Outro grande arrepio. Que frio!… E, no entanto, as árvores estão agora sem sombra, e o sol, se caísse, se
espetaria no estipe verde do coqueiro.

A erva-mãe-boa derrama cachos floridos, no meio das folhas em corações. Muitas flores. Azuis… Foi num
vestido azul que ele a viu pela segunda vez, no terço de São Sebastião… Tantos anos!… Quando a verá ainda?!… No
Céu, talvez… Mas, mesmo no Céu, ela terá que gostar do boiadeiro da Iporanga… E ele, Argemiro, terá de respeitar
Primo Ribeiro, que é o marido em nome de Deus…

… Mas, quando a viu, acompanhando o terço, já gostava dela, já Ihe tinha amor… Desde de-manhã… na porta
da casa, saindo para a missa, ela com a mãe e as irmãs… Já estava de casamento tratado com Primo Ribeiro… Talvez
que ela não fosse a moça mais bonita do arraial… E não era mesmo. Mas o amor é assim…

Nunca mais? Nunca mais… Ai, meu Deus! por mim era muito melhor não ter céu nenhum…

… Por aquele tempo, Argemiro dos Anaw6kx era um moço bem-parecido, de figura, e com oitenta alqueires de
terra de cultura, afora algum dinheiro de parte…

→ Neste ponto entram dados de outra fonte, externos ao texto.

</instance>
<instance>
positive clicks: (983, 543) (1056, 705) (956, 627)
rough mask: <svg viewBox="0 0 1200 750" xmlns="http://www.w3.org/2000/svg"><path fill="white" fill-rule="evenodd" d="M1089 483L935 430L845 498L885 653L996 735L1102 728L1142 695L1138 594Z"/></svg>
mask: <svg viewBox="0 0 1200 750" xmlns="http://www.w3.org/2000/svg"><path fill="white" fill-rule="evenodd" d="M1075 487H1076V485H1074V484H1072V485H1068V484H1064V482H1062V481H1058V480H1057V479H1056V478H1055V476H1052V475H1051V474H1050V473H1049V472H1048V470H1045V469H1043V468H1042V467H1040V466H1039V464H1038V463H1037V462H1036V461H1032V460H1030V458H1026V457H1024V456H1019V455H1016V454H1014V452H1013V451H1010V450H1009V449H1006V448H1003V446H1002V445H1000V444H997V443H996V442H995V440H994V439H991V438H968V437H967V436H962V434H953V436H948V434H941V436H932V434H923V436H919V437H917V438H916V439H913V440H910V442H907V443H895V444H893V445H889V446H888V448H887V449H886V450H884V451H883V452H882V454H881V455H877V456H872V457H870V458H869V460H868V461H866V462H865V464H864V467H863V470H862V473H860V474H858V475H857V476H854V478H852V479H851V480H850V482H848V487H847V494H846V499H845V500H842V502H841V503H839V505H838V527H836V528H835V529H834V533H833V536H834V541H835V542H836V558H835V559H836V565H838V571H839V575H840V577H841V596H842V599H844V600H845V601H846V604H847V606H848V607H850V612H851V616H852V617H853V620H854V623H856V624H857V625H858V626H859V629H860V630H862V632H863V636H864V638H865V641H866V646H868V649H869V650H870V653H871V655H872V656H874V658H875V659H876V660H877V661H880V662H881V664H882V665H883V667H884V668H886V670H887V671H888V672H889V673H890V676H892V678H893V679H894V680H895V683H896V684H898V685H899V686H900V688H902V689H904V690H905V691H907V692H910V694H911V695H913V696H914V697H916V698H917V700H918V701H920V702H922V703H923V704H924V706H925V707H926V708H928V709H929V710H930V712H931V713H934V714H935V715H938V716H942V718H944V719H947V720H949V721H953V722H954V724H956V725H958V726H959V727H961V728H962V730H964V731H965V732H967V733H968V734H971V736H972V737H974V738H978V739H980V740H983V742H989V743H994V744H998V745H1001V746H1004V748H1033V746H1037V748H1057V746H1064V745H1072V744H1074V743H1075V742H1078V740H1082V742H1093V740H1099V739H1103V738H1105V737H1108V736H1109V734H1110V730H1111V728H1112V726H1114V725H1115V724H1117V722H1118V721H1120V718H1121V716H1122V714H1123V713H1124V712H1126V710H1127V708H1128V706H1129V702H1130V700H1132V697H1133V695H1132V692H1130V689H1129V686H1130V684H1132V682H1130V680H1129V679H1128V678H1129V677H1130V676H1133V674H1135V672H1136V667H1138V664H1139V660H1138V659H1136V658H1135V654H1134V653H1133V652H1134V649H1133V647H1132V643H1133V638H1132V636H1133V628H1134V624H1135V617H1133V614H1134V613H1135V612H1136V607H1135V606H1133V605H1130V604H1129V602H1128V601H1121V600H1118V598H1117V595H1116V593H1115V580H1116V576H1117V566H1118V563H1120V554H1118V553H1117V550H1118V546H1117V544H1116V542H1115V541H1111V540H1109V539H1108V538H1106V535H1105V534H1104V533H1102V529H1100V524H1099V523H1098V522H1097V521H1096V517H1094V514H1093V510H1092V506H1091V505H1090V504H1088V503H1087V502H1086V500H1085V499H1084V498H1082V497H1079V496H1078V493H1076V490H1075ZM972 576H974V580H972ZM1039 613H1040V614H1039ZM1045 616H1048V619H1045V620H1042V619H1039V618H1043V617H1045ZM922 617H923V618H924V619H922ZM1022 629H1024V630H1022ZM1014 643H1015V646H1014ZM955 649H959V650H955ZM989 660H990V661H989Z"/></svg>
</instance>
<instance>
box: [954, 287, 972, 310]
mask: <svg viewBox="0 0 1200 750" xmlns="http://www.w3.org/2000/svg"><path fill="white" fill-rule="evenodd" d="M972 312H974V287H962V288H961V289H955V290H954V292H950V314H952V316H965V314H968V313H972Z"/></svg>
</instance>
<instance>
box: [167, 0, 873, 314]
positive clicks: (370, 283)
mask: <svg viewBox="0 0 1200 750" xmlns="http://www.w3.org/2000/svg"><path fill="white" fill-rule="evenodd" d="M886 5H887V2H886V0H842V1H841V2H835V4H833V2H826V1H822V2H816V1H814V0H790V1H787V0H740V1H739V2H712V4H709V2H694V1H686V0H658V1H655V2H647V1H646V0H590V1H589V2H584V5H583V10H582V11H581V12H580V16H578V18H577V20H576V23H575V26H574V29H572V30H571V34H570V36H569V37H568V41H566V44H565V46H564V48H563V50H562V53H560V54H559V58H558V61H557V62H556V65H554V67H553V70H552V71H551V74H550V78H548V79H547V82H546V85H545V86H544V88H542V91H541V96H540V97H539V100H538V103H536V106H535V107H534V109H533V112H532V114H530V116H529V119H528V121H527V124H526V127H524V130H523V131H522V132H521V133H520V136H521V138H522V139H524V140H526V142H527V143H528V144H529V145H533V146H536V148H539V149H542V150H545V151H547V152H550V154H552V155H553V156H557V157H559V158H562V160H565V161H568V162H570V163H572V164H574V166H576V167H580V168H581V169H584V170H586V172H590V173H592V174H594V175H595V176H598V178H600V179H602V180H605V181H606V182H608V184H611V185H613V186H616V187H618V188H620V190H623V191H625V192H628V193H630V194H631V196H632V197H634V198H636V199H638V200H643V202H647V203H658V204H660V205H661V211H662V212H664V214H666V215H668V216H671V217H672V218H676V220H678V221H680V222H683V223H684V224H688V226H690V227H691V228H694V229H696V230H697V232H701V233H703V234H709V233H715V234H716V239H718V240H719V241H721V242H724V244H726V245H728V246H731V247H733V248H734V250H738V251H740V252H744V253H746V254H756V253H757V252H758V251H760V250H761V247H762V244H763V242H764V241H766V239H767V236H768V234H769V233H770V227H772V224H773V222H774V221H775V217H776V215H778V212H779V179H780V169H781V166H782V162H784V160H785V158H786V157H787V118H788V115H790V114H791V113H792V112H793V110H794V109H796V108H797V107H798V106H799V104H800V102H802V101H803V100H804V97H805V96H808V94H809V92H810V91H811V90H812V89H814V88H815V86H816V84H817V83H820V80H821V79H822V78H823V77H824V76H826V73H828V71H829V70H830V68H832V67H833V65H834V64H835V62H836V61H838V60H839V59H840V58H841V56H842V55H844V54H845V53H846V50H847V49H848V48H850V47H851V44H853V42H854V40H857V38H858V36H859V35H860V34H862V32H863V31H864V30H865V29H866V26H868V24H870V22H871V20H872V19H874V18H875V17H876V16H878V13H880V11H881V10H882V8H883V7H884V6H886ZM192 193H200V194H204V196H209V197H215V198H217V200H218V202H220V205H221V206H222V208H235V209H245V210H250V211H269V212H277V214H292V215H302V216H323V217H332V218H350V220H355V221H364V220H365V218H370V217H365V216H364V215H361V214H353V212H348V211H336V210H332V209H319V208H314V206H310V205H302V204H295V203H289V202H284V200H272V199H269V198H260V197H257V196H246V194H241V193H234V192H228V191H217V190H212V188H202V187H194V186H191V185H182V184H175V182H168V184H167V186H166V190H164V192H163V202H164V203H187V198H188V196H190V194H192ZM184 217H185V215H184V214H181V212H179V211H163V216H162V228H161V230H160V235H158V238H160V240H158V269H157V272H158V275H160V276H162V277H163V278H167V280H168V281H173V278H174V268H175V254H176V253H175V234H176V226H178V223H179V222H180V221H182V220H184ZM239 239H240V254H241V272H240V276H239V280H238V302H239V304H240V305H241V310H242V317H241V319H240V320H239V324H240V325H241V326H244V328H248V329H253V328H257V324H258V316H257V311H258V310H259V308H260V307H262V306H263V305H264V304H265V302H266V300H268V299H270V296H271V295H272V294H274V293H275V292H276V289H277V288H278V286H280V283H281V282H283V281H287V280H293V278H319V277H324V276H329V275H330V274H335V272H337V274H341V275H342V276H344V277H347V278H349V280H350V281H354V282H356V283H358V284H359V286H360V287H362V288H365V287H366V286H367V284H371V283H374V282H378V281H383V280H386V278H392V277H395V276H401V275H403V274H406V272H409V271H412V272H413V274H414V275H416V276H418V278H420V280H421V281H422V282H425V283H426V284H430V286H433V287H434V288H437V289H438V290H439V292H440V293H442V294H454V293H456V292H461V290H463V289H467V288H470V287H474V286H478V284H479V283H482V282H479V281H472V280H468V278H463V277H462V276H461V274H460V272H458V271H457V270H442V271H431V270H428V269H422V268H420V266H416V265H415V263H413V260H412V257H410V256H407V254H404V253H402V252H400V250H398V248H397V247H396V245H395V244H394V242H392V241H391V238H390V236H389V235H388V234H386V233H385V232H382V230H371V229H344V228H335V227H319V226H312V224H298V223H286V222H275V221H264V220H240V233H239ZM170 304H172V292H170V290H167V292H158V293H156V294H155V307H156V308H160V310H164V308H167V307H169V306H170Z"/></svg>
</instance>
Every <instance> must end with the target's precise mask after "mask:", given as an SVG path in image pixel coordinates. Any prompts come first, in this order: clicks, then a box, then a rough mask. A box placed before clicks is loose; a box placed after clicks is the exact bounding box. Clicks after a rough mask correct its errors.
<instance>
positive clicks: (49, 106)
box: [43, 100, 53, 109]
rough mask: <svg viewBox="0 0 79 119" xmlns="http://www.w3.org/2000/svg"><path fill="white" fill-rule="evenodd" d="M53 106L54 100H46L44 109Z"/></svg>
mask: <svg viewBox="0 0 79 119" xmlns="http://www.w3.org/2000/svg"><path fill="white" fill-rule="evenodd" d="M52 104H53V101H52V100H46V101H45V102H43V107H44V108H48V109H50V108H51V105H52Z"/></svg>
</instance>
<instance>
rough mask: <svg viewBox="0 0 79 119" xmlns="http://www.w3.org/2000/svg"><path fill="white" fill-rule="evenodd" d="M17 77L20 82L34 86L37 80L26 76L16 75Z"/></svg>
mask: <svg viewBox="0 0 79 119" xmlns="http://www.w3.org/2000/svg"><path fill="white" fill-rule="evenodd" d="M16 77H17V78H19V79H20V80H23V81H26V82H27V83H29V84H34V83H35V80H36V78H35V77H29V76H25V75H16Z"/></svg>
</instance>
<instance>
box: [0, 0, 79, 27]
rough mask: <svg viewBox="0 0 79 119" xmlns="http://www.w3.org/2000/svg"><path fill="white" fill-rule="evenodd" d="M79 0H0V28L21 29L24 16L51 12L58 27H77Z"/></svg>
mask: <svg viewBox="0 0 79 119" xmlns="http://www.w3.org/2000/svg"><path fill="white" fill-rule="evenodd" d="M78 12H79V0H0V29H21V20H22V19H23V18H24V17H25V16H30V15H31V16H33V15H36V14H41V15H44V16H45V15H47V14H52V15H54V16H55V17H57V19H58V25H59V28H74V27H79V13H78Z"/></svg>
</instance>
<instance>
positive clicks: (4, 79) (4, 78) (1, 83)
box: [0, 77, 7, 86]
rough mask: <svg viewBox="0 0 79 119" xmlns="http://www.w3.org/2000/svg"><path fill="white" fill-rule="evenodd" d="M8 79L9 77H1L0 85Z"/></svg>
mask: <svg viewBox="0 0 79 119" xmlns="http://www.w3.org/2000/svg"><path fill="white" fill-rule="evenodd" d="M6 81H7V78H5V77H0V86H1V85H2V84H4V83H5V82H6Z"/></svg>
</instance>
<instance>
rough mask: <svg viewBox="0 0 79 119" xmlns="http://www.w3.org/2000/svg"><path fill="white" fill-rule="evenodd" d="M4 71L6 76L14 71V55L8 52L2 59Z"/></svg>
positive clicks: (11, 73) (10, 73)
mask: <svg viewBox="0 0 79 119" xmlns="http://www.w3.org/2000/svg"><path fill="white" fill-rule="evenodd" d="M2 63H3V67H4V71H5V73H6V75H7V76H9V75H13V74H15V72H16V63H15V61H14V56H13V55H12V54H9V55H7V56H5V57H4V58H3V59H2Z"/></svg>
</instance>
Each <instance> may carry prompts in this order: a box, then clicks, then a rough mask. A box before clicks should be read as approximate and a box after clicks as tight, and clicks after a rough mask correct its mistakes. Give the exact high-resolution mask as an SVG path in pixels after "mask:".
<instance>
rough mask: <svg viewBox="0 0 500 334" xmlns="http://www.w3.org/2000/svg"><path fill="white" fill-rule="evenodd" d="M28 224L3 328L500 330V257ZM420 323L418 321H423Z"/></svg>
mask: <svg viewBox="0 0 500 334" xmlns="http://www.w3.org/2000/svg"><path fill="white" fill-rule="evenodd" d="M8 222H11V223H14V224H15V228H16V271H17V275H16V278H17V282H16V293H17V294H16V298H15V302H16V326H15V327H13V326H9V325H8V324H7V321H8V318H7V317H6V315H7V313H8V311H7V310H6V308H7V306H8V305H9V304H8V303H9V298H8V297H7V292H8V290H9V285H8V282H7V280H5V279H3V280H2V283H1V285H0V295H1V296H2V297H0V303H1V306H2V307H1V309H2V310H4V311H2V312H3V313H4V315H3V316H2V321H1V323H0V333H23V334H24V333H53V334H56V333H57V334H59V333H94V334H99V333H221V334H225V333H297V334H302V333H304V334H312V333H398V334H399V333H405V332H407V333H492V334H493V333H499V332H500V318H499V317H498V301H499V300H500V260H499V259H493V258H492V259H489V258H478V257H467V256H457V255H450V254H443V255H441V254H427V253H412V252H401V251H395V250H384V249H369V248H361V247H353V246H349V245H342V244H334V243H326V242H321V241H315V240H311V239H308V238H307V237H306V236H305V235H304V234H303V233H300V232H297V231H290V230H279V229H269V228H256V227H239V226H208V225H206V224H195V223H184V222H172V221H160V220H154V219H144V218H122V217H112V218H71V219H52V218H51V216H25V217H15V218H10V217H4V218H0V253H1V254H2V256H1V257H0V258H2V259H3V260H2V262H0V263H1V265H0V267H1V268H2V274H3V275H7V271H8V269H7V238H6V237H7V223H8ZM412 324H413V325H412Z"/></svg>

Ai! que o frio cai entre os ombros, e vai pelas costas, e escorre das costas para o corpo todo, como fios de água
fina. Zoa nos ouvidos confuso sussurro, e para diante dos olhos vêm coisinhas, querendo dançar.

Ir, para onde?

…A primeira vez que Argemiro dos Anaw6kx viu Luisinha, foi numa manhã de dia-de-festa-de-santo, quando o
arraial se adornava com arcos de bambu e bandeirolas, e o povo se espalhava contente, calçado e no trinque, vestido cada
um com a sua roupa melhor…

Ir para onde!… Não importa, para a frente é que a gente vai… Mas, depois. Agora é sentar nas folhas secas,
e agüentar. O começo do acesso é bom, é gostoso: é a única coisa boa que a vida ainda tem. Pára, para tremer. E
para pensar. Também.

 

Estremecem, amarelas, as flores da aroeira. Há um frêmito nos caules rosados da erva-de-sapo. A
erva-de-anum crispa as folhas, longas, como folhas de mangueira. Trepidam, sacudindo as suas estrelinhas alaranjadas, os ramos
da vassourinha. Tirita a mamona, de folhas peludas, como se o corselete de um cassununga, brilhando em verde-azul.
A pitangueira se abala do jarrete à grimpa. E o açoita-cavalos derruba frutinhas fendilhadas, entrando em convulsões.

— Mas, meu Deus, como isto é bonito! Que lugar bonito pra gente deitar no chão e se acabar!…

É o mato, todo enfeitado, tremendo também com a sezão.